Tekst: Menno de Boer Fotografie: Marjory Haringa

‘Vroeger, in de tijd van Cliff Richard, heb ik een aantal jaren gitaar gespeeld. Ook heb ik ooit een jaar pianoles gehad, maar daar bleef het bij. Ik ben toch meer een luisteraar. En hoewel ik Barbra Streisand geweldig vind en in 1964 in het publiek stond bij het optreden van The Beatles in Blokker heb ik nu meer dan genoeg aan klassieke muziek. Zakelijk ging het voorspoedig en ik vind dat je daar dan van mag genieten en dat je anderen daarin moet laten meedelen. Zo sponsorde ik in de jaren negentig onder meer de Zomeropera, jaarlijks op meerdere zwoele zomeravonden, in een grote tuin in Hilversum.
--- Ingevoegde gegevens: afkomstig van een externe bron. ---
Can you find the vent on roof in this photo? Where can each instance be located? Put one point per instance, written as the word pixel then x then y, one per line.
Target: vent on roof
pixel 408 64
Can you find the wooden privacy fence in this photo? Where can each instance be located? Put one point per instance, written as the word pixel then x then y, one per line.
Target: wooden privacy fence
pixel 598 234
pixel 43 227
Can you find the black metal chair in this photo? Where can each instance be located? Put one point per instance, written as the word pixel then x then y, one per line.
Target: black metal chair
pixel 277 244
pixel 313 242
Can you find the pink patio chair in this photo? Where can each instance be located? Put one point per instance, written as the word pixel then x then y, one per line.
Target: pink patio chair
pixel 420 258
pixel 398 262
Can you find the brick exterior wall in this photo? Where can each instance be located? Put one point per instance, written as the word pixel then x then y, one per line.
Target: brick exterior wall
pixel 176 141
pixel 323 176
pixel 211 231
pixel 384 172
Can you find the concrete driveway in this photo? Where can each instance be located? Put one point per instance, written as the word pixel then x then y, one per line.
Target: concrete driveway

Fantastisch! In 2007, twee jaar nadat ik mijn bedrijf had verkocht, besloot ik periodiek een bedrag aan het NMF te gaan schenken. En dat doe ik nog steeds. Als frequent concertbezoeker doet het mij veel plezier als ik hoor dat iemand in het orkest op een instrument van het fonds speelt. Ook voelt het goed dat de voorraad hoogwaardige instrumenten straks weer wordt doorgegeven aan volgende muzikanten en dat ook zij op die manier worden uitgedaagd om nog beter te spelen. Zo draag je bij aan iets wat ook in de toekomst blijft. Als donateur kom ik weleens op het kantoor van het NMF, bijvoorbeeld als er een concert wordt gegeven. Het valt me dan elke keer weer op hoe leuk en intiem het daar is. Ze doen er met die kleine club alles aan om het allemaal in goede banen te leiden. En als ik dan in het jaarlijkse NMF Magazine lees naar welke muzikanten er weer allemaal mooie instrumenten zijn gegaan, dan geeft mij dat een bijzonder goed gevoel.’